JANJI SUAMI DALAM SIGHAT TAKLIK DAN AKIBAT HUKUMNYA TERHADAP SUAMI/ISTRI
UNGGUL SULISTIAWAN, Prof. Dr. Abdul Ghofur Anshori, S.H.,M.H.
2012 | Tesis | S2 Magister KenotariatanTujuan dari penelitian ini untuk mengetahui apakah sighat taklik yang diucapkan suami setelah akad nikah dapat dikategorikan sebagai perjanjian dan akibat hukum/konsekwensi hukum yang timbul dari sighat taklik baik terhadap suami maupun istri. Jenis penelitian yang digunakan dalam penelitian ini adalah penelitian hukum normatif, yaitu suatu penelitian yang bertujuan untuk menemukan asasasas hukum positip yang berkenaan dengan sighat taklik yang tercantum dalam Akta Nikah. Dari hasil penelitian diperoleh kesimpulan bahwa dengan melihat pada ketentuan yang terdapat dalam Kompilasi Hukum Islam dan Peraturan Menteri Agama No. 3 Tahun 1975 dan beberapa pendapat para ahli, maka kedudukan sighat taklik talak dalam perkawinan adalah merupakan suatu perjanjian walaupun perjanjian tersebut hanya bersifat sepihak. Karena jika dilihat dari segi bentuk dan isi sighat taklik adalah perjanjian yang menimbulkan kewajiban pada satu pihak saja (suami), sedangkan pihak lain (istri) hanya terdapat hak saja. Atau dengan kata lain, sighat taklik merupakan pernyataan kehendak suami di hadapan para saksi saja dan bukan pernyataan kehendak kedua belah pihak atau suami istri tersebut.

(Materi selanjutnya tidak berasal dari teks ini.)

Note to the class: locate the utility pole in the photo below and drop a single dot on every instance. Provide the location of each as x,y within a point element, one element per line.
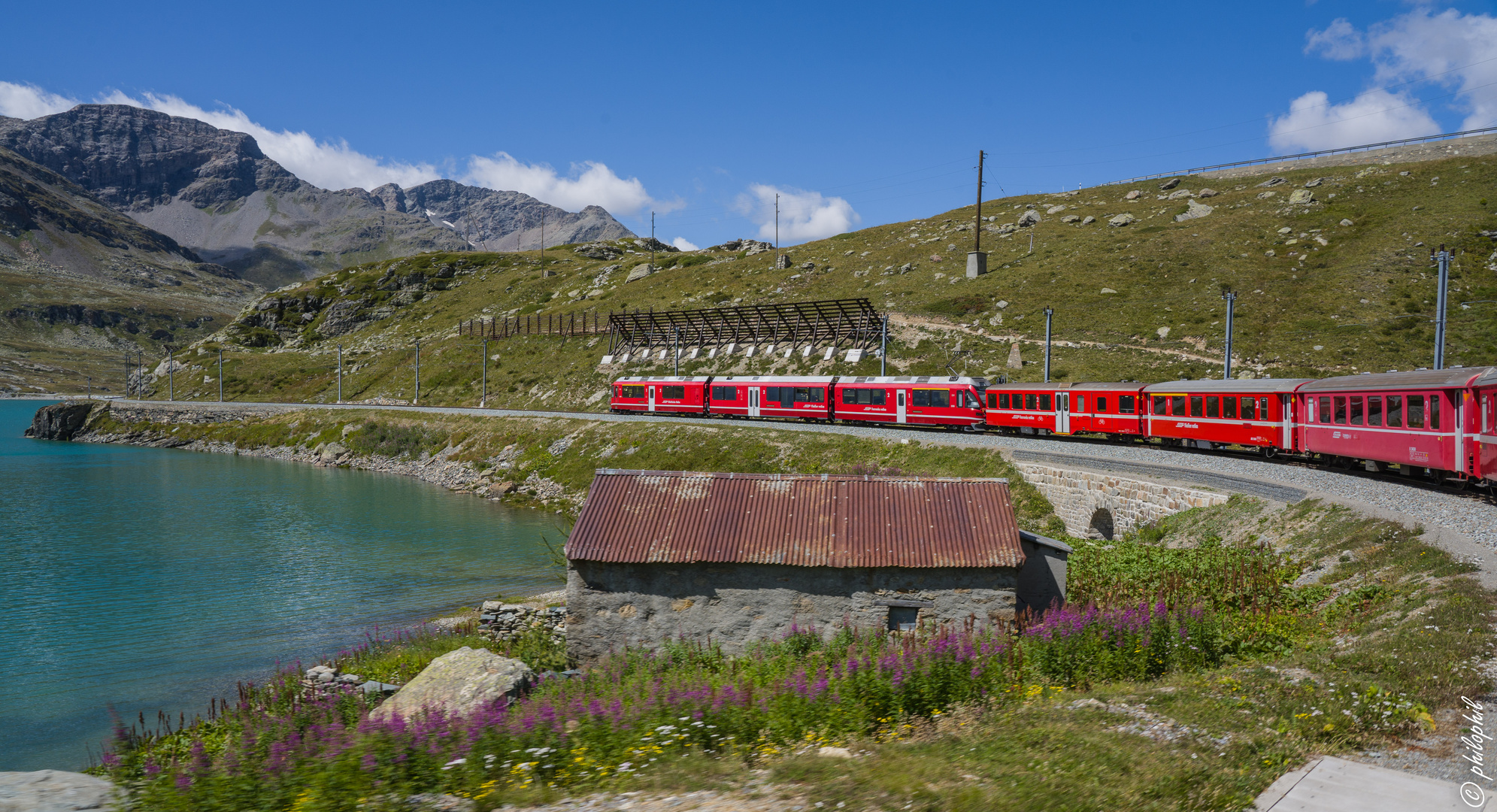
<point>883,347</point>
<point>1444,258</point>
<point>1048,314</point>
<point>776,229</point>
<point>978,261</point>
<point>1231,303</point>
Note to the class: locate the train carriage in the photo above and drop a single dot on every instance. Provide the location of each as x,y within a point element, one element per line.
<point>1066,408</point>
<point>1205,414</point>
<point>770,396</point>
<point>1424,421</point>
<point>954,402</point>
<point>665,395</point>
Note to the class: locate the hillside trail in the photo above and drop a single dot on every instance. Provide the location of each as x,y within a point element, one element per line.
<point>977,333</point>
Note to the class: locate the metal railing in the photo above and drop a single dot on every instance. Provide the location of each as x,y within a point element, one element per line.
<point>1302,156</point>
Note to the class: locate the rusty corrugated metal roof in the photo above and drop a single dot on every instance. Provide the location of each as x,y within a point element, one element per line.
<point>805,520</point>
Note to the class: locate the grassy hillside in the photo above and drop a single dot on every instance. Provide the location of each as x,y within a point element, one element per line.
<point>1135,301</point>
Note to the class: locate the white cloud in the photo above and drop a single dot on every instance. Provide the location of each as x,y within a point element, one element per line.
<point>330,165</point>
<point>1312,123</point>
<point>1453,50</point>
<point>803,214</point>
<point>27,101</point>
<point>590,183</point>
<point>337,165</point>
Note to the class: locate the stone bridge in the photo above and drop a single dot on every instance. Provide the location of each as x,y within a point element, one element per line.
<point>1107,505</point>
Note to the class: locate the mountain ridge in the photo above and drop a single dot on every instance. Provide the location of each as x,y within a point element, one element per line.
<point>216,192</point>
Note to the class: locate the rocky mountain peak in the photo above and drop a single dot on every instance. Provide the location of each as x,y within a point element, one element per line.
<point>135,158</point>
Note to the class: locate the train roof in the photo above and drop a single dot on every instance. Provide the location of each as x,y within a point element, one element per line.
<point>1456,377</point>
<point>777,378</point>
<point>1087,386</point>
<point>1256,386</point>
<point>980,383</point>
<point>664,378</point>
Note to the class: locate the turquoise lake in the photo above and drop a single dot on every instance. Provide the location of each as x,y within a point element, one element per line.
<point>153,579</point>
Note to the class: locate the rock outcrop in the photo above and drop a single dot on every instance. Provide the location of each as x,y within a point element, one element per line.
<point>54,792</point>
<point>459,683</point>
<point>60,421</point>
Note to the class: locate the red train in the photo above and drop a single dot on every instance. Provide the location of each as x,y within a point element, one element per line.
<point>1439,424</point>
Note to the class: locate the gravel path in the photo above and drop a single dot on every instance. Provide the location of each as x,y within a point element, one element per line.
<point>1474,517</point>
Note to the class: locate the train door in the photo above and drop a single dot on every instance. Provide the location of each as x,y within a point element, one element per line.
<point>1286,418</point>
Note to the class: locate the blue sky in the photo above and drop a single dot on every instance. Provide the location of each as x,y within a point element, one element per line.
<point>855,113</point>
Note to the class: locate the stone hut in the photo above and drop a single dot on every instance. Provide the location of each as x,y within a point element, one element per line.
<point>735,558</point>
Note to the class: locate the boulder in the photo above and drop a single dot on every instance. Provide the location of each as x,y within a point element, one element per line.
<point>460,683</point>
<point>59,421</point>
<point>1015,362</point>
<point>54,792</point>
<point>1193,210</point>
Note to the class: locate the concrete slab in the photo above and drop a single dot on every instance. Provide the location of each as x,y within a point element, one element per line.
<point>1331,784</point>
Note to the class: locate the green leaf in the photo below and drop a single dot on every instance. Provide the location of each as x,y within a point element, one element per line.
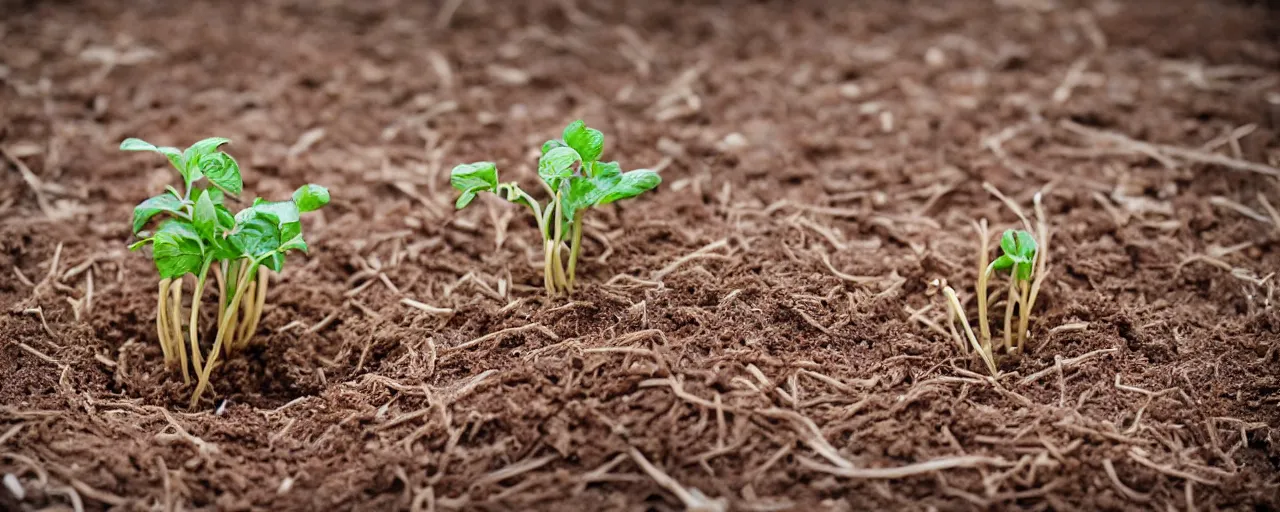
<point>256,236</point>
<point>1002,263</point>
<point>214,195</point>
<point>287,211</point>
<point>155,205</point>
<point>222,170</point>
<point>464,200</point>
<point>204,147</point>
<point>557,165</point>
<point>178,227</point>
<point>585,192</point>
<point>630,184</point>
<point>588,142</point>
<point>177,252</point>
<point>173,154</point>
<point>291,238</point>
<point>606,170</point>
<point>205,216</point>
<point>471,179</point>
<point>1019,247</point>
<point>310,197</point>
<point>552,145</point>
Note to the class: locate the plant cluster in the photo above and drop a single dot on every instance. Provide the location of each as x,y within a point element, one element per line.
<point>1024,260</point>
<point>199,233</point>
<point>575,179</point>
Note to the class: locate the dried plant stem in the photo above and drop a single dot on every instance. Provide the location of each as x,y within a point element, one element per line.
<point>1041,272</point>
<point>984,272</point>
<point>575,246</point>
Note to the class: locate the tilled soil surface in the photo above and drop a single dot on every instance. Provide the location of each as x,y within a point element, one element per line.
<point>759,334</point>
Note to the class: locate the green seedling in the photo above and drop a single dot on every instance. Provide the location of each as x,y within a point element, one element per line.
<point>575,179</point>
<point>199,233</point>
<point>1024,260</point>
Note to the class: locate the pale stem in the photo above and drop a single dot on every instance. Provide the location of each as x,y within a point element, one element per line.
<point>246,306</point>
<point>163,324</point>
<point>223,329</point>
<point>958,312</point>
<point>575,247</point>
<point>1009,312</point>
<point>984,272</point>
<point>176,327</point>
<point>195,315</point>
<point>1024,315</point>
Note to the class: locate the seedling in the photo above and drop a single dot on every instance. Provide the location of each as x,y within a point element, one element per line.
<point>199,233</point>
<point>575,179</point>
<point>1024,260</point>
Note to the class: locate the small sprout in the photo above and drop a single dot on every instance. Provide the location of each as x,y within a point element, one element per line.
<point>1019,254</point>
<point>1023,257</point>
<point>200,233</point>
<point>576,179</point>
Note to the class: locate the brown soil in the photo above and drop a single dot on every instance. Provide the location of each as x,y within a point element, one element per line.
<point>786,132</point>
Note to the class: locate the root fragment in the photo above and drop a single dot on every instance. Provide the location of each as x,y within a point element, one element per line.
<point>693,499</point>
<point>909,470</point>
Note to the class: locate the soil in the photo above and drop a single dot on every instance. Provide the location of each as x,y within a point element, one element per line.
<point>754,336</point>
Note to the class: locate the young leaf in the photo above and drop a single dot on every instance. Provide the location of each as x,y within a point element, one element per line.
<point>150,208</point>
<point>291,238</point>
<point>287,211</point>
<point>176,254</point>
<point>471,179</point>
<point>222,170</point>
<point>224,216</point>
<point>173,154</point>
<point>204,147</point>
<point>1002,263</point>
<point>310,197</point>
<point>214,195</point>
<point>630,184</point>
<point>557,165</point>
<point>585,192</point>
<point>205,216</point>
<point>588,142</point>
<point>1019,250</point>
<point>275,261</point>
<point>552,145</point>
<point>256,236</point>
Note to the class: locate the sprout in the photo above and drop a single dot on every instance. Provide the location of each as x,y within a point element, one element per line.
<point>575,179</point>
<point>1023,257</point>
<point>200,234</point>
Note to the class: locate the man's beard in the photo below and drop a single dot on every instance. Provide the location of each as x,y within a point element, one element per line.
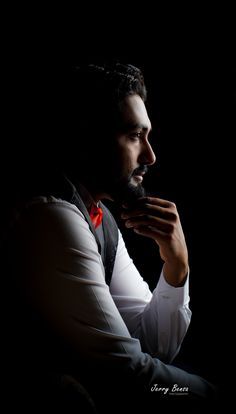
<point>124,192</point>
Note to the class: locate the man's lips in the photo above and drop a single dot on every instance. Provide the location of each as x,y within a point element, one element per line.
<point>138,178</point>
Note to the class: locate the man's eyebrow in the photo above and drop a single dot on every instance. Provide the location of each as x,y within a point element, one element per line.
<point>138,126</point>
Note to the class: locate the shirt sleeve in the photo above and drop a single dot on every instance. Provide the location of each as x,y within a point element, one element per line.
<point>61,272</point>
<point>159,320</point>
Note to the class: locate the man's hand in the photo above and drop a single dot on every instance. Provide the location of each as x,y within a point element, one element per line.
<point>158,219</point>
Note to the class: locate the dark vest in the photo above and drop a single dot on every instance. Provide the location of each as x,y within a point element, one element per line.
<point>106,235</point>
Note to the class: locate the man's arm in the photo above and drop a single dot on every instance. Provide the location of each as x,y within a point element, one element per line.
<point>159,320</point>
<point>61,273</point>
<point>159,220</point>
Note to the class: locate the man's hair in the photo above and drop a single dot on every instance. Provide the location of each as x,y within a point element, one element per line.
<point>96,92</point>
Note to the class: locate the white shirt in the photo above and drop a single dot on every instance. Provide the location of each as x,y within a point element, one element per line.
<point>65,279</point>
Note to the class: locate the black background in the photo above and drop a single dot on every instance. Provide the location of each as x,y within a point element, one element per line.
<point>190,77</point>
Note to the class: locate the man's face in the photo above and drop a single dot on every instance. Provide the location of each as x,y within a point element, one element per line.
<point>133,152</point>
<point>118,164</point>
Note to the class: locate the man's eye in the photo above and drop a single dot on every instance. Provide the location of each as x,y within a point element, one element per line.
<point>135,135</point>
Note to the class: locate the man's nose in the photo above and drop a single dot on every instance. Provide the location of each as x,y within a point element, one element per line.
<point>147,155</point>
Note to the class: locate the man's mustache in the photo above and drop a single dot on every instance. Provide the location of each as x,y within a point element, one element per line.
<point>143,169</point>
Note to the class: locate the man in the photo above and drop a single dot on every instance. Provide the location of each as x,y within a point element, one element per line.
<point>81,303</point>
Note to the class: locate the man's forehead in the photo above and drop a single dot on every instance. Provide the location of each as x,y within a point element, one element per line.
<point>134,113</point>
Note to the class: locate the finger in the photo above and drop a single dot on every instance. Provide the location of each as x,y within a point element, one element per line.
<point>157,235</point>
<point>146,221</point>
<point>150,209</point>
<point>157,201</point>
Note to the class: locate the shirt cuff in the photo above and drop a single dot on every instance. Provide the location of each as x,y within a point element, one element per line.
<point>180,294</point>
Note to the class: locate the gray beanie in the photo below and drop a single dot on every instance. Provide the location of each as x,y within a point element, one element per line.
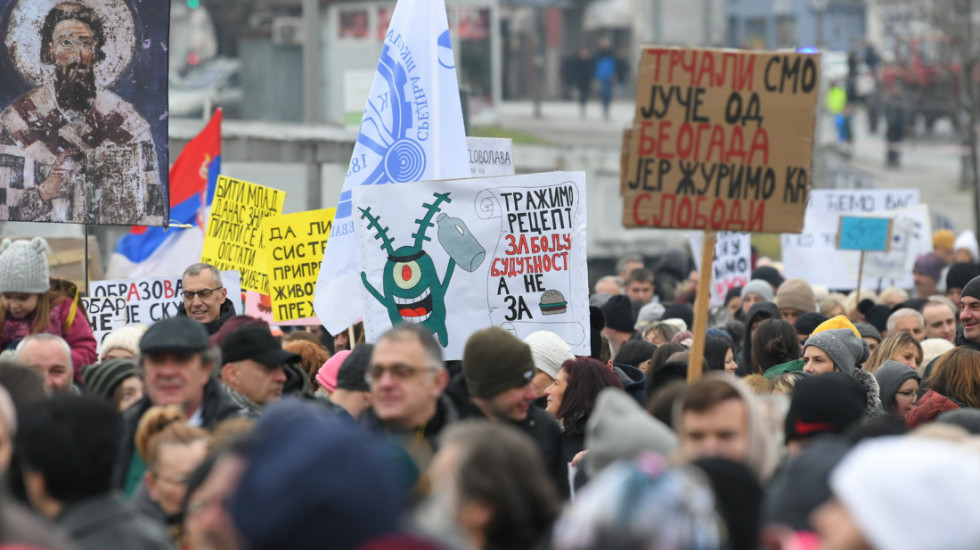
<point>760,287</point>
<point>890,376</point>
<point>24,266</point>
<point>619,429</point>
<point>843,347</point>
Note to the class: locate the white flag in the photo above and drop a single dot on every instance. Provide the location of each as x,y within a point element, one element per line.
<point>412,130</point>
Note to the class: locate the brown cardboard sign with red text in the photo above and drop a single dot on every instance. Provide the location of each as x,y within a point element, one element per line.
<point>722,140</point>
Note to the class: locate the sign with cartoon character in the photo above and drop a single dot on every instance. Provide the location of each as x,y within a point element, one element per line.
<point>83,111</point>
<point>457,256</point>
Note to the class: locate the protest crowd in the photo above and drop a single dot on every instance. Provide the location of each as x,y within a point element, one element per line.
<point>820,420</point>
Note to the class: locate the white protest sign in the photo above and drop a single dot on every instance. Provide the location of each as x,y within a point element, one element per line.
<point>145,301</point>
<point>459,256</point>
<point>812,255</point>
<point>732,266</point>
<point>490,156</point>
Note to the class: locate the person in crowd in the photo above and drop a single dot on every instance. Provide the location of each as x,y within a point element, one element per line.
<point>122,343</point>
<point>939,315</point>
<point>407,378</point>
<point>50,355</point>
<point>899,388</point>
<point>312,355</point>
<point>29,305</point>
<point>172,450</point>
<point>176,358</point>
<point>869,334</point>
<point>794,298</point>
<point>205,297</point>
<point>115,380</point>
<point>549,352</point>
<point>253,374</point>
<point>572,397</point>
<point>901,347</point>
<point>311,482</point>
<point>66,445</point>
<point>720,418</point>
<point>488,490</point>
<point>954,383</point>
<point>957,277</point>
<point>843,350</point>
<point>775,343</point>
<point>352,392</point>
<point>619,321</point>
<point>497,371</point>
<point>908,320</point>
<point>937,480</point>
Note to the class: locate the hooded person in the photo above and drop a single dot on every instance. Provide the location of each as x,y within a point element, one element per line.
<point>842,349</point>
<point>757,314</point>
<point>881,480</point>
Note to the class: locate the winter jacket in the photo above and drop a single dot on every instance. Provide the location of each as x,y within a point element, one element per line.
<point>107,523</point>
<point>216,407</point>
<point>226,312</point>
<point>929,407</point>
<point>79,335</point>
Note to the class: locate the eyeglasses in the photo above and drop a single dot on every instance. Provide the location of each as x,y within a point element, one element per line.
<point>398,372</point>
<point>202,294</point>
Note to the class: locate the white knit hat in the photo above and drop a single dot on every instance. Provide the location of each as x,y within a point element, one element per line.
<point>24,266</point>
<point>548,351</point>
<point>126,338</point>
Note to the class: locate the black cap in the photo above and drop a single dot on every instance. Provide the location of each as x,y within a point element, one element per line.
<point>256,343</point>
<point>175,335</point>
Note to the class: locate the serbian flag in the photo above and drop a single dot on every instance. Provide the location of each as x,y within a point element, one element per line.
<point>159,252</point>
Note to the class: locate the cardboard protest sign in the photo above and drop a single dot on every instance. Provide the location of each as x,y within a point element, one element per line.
<point>732,265</point>
<point>722,140</point>
<point>293,249</point>
<point>490,156</point>
<point>234,240</point>
<point>813,255</point>
<point>83,93</point>
<point>458,256</point>
<point>116,303</point>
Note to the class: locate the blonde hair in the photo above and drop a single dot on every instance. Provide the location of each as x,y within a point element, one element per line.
<point>164,426</point>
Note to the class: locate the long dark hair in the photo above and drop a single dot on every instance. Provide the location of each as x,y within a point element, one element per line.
<point>586,378</point>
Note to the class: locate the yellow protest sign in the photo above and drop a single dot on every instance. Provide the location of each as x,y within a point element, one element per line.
<point>233,239</point>
<point>293,249</point>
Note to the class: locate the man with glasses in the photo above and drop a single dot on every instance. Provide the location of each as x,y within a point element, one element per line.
<point>407,378</point>
<point>205,298</point>
<point>177,359</point>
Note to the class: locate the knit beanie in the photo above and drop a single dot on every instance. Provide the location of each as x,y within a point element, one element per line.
<point>125,338</point>
<point>944,239</point>
<point>830,402</point>
<point>102,379</point>
<point>890,376</point>
<point>24,266</point>
<point>839,321</point>
<point>930,265</point>
<point>620,429</point>
<point>960,274</point>
<point>796,294</point>
<point>619,313</point>
<point>968,240</point>
<point>760,287</point>
<point>867,330</point>
<point>548,351</point>
<point>327,375</point>
<point>844,347</point>
<point>350,375</point>
<point>495,361</point>
<point>768,274</point>
<point>808,322</point>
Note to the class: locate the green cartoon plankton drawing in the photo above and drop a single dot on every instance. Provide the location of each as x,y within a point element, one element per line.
<point>412,291</point>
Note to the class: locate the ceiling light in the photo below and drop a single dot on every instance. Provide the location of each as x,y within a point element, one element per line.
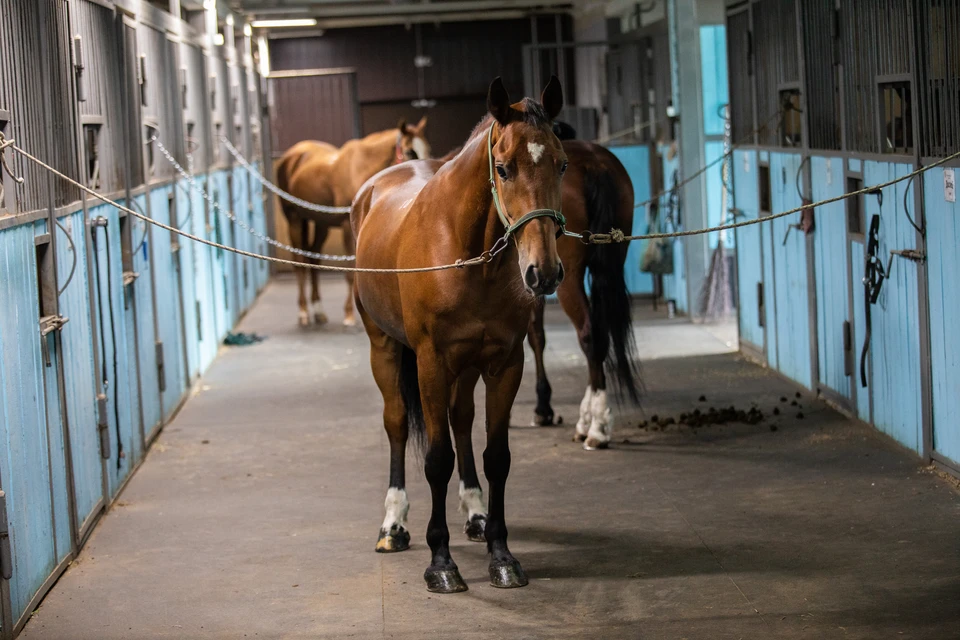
<point>288,22</point>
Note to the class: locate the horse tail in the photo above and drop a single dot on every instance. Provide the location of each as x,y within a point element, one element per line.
<point>410,392</point>
<point>611,320</point>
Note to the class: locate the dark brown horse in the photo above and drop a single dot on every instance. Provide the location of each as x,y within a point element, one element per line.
<point>434,335</point>
<point>323,174</point>
<point>597,197</point>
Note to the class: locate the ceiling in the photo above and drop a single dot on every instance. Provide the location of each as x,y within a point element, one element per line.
<point>340,13</point>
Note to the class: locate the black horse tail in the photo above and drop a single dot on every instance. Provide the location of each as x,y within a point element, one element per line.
<point>410,392</point>
<point>611,320</point>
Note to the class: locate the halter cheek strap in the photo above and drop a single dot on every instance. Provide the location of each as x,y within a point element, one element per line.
<point>513,227</point>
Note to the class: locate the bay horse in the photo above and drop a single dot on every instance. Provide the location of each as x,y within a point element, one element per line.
<point>434,335</point>
<point>597,197</point>
<point>326,175</point>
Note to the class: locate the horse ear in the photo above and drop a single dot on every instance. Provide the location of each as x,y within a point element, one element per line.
<point>552,97</point>
<point>498,101</point>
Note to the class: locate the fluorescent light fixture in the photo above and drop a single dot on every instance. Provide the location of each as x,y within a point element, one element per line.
<point>286,22</point>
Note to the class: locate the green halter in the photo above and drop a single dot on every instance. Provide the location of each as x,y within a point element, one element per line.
<point>536,213</point>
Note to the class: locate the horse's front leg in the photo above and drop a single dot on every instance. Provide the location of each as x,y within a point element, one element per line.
<point>505,570</point>
<point>537,337</point>
<point>462,412</point>
<point>442,576</point>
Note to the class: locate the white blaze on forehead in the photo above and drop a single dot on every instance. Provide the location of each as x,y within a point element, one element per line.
<point>536,151</point>
<point>420,148</point>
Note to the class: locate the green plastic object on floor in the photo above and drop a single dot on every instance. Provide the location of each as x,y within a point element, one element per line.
<point>241,339</point>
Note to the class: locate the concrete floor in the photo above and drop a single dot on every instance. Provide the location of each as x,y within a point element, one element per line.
<point>256,513</point>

Sedangkan konsekwensi hukum dari adanya shigat taklik bagi suami adalah harus dipenuhinya semua isi janji yang tertuang dalam shigat taklik yang terdapat di bagian akhir dari buku nikah yang diucapkan pada saat setalah ijab qobul nikah dengan disaksikan oleh para hadirin di majelis akad nikah. Sedangkan bagi istri, jika shigat taklik itu dilanggar oleh suami, maka dapat dijadikan alasan untuk mengajukan gugatan cerai ke Pengadilan Agama selain alasan-alasan lain yang telah ditentukan dalam Pasal 19 PP No. 9 Tahun 1975. Namun penggunaan alasan dengan pelanggaran terhadap sighat taklik ini hanya dapat digunakan oleh istri dan tidak bisa digunakan oleh suami. Suami hanya bisa menggunakan alasanalasan sebagaimana yang tertuang dalam Pasal 19 PP No. 9 Tahun 1975.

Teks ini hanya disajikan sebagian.